Let’s set forth the equation of Creep. Cameraman is approached for a mysterious job in an isolated location + client is a strange and kinetic man with obvious secrets. Seems like a pretty straight forward equation right? Right now, you think you know the ending of the movie. You did that math. And one could argue that you are right. Components are presented in a straightforward manner and everything totals up correctly at the end. The part you’re wrong about happens at about the forty-eight minute mark. That’s when Duplass and Brice throw in some quantum physic addendums to a seemingly simple formula. That’s when a well crafted exercise in tested horror formula goes off in a direction that will make the outcome and the sum of the film’s parts come into question.


There is no benefit in revealing how everything sums up in the end, how the storytellers get to their conclusion. There is no reason to show their work. The film ends up equalling something and that something makes sense, the method of that is best not revealed and/or nitpicked too intensely. Let us just say, though, the ending does roll back around to where most people would assume it would end up. The admirable part of that is that is the film makes us question that inevitable conclusion.

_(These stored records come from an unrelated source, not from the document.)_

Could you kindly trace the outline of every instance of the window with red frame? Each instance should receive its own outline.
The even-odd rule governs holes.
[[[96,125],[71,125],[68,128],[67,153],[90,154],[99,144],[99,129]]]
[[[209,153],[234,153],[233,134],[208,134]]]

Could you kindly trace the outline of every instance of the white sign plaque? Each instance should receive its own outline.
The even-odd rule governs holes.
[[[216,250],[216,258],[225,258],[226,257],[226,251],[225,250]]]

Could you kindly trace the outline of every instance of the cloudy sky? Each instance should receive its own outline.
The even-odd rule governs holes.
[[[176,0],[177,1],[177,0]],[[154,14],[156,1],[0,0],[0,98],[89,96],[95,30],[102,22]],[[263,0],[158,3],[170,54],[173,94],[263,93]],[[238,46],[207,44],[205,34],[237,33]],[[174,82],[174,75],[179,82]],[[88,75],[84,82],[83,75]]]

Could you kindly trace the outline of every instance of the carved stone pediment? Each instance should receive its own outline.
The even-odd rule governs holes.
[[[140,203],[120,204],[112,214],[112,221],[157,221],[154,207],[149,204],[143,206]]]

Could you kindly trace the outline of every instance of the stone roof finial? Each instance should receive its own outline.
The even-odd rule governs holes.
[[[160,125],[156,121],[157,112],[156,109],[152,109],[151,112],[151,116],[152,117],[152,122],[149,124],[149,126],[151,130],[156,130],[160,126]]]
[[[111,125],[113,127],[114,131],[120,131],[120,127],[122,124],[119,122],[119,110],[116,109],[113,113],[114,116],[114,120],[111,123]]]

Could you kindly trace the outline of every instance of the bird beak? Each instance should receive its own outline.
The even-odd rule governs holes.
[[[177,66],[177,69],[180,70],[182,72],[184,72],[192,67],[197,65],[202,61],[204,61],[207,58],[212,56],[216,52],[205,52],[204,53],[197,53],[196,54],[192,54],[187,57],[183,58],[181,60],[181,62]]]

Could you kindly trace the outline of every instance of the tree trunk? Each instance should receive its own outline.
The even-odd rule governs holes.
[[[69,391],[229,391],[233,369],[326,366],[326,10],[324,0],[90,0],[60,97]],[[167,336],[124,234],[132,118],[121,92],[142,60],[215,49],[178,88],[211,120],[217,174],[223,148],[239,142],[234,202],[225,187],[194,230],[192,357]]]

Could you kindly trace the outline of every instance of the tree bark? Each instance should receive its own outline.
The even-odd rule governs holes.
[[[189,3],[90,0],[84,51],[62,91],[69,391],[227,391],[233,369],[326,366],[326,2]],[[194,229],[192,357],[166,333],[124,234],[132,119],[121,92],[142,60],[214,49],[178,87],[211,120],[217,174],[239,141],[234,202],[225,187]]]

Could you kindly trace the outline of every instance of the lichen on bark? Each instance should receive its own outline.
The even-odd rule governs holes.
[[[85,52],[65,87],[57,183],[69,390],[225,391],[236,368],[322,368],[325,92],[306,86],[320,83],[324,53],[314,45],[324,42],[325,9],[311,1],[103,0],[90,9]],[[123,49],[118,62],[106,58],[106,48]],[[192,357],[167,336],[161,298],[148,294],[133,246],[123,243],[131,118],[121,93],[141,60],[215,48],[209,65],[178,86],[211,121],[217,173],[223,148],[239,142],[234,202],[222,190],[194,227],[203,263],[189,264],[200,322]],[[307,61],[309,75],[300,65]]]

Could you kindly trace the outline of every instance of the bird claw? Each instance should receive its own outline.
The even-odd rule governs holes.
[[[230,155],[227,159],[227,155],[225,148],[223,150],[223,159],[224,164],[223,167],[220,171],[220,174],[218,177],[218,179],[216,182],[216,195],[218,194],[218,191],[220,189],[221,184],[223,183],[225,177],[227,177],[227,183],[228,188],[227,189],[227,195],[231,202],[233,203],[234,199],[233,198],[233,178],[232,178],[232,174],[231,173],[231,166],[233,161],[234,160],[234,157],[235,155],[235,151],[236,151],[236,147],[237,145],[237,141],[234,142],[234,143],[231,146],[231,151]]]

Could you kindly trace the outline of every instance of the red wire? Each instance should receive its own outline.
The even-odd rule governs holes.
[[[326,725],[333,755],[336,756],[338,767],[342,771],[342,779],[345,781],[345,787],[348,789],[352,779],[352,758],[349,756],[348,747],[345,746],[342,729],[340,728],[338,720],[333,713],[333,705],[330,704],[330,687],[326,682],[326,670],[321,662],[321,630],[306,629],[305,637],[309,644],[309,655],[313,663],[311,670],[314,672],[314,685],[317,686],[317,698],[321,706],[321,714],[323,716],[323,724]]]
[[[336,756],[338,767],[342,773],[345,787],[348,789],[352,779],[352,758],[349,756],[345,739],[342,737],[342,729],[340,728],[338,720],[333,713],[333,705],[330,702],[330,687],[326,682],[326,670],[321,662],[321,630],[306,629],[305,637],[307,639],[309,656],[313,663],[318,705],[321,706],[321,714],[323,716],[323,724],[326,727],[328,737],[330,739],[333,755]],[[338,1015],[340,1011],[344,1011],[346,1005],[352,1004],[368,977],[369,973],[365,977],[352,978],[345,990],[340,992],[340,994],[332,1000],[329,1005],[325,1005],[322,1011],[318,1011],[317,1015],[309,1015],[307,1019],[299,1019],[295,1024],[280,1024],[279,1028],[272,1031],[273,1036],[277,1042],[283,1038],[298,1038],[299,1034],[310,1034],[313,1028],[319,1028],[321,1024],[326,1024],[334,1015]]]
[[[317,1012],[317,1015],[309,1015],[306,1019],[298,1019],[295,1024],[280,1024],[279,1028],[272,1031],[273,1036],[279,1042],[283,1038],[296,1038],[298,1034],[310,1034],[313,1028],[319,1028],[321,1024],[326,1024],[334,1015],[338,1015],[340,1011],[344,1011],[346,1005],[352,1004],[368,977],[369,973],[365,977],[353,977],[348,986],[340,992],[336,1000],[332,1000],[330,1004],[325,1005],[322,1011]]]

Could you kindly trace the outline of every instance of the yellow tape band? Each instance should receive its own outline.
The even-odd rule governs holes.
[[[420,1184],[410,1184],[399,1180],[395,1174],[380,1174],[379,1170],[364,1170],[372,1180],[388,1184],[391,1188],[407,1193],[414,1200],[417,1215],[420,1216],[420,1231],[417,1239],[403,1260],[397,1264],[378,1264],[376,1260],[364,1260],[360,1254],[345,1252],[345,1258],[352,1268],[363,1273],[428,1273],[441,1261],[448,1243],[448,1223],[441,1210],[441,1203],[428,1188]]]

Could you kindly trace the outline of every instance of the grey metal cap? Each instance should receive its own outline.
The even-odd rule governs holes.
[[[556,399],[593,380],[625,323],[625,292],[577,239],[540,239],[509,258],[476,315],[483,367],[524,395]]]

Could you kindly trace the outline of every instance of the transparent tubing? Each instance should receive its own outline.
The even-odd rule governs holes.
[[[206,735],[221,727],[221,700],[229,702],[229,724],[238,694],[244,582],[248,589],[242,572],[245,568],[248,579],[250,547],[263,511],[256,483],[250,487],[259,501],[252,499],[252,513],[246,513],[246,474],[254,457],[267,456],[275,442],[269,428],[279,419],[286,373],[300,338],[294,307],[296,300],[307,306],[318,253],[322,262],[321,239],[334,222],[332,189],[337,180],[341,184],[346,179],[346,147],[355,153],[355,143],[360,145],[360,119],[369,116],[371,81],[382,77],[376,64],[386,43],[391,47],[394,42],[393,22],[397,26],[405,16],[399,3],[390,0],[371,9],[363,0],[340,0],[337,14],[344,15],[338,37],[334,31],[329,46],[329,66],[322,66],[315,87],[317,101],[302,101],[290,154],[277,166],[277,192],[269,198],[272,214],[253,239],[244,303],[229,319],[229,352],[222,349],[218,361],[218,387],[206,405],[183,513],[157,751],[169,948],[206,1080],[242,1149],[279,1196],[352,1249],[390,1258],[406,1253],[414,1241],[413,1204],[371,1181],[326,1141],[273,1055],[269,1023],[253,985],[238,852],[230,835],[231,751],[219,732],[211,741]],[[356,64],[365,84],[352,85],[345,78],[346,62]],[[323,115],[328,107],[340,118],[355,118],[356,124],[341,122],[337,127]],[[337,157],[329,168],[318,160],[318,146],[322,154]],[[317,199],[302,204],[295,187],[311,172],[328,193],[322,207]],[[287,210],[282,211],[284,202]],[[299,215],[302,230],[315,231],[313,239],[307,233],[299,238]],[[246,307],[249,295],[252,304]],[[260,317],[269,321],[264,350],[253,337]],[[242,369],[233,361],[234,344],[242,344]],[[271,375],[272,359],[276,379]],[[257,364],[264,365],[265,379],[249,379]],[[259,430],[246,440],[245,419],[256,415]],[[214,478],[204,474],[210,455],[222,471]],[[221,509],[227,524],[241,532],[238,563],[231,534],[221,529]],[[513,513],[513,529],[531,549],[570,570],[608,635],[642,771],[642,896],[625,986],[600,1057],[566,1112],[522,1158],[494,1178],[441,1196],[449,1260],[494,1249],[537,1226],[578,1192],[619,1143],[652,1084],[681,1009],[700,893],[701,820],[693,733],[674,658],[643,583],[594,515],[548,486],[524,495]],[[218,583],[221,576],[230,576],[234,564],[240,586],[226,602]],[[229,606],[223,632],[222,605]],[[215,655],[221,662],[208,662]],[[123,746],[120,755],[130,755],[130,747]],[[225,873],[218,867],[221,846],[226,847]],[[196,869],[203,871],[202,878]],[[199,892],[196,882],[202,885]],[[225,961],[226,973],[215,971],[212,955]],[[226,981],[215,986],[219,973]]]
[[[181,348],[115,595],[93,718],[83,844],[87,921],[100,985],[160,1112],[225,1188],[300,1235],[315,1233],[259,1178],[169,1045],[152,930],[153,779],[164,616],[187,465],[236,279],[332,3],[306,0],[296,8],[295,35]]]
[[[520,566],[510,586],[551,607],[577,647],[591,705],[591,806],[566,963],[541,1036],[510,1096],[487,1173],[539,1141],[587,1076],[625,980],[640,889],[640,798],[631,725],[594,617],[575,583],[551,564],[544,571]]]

At the heart of all that, what keeps the entire thing cohesive as the film explores, is the relationship of the two men. When experimenting with narrative formula a film needs a solid baseline of familiarity. The performances of both actors, and the writing of their relationship is that baseline here. Whatever leaps the narrative is taking, and whatever emotional vertigo that results in, is tempered by the subtle and strong performance of both Duplass and Brice. While Brice seems to strain in certain scenes, it becomes clear this strain is intentional in the scope of the larger narrative formulaic experimentation.


So yes, Creep is formulaic and it respects that formula. But as the adage goes, the sum is not always equal to all of it’s parts. Sometimes it isn’t what the formula ends up equalling that is impressive, it is the method in which it reached it’s sum. Duplass and Brice are narrative mathematician’s here and they managed a minor breakthrough in the world of narrative mathematics.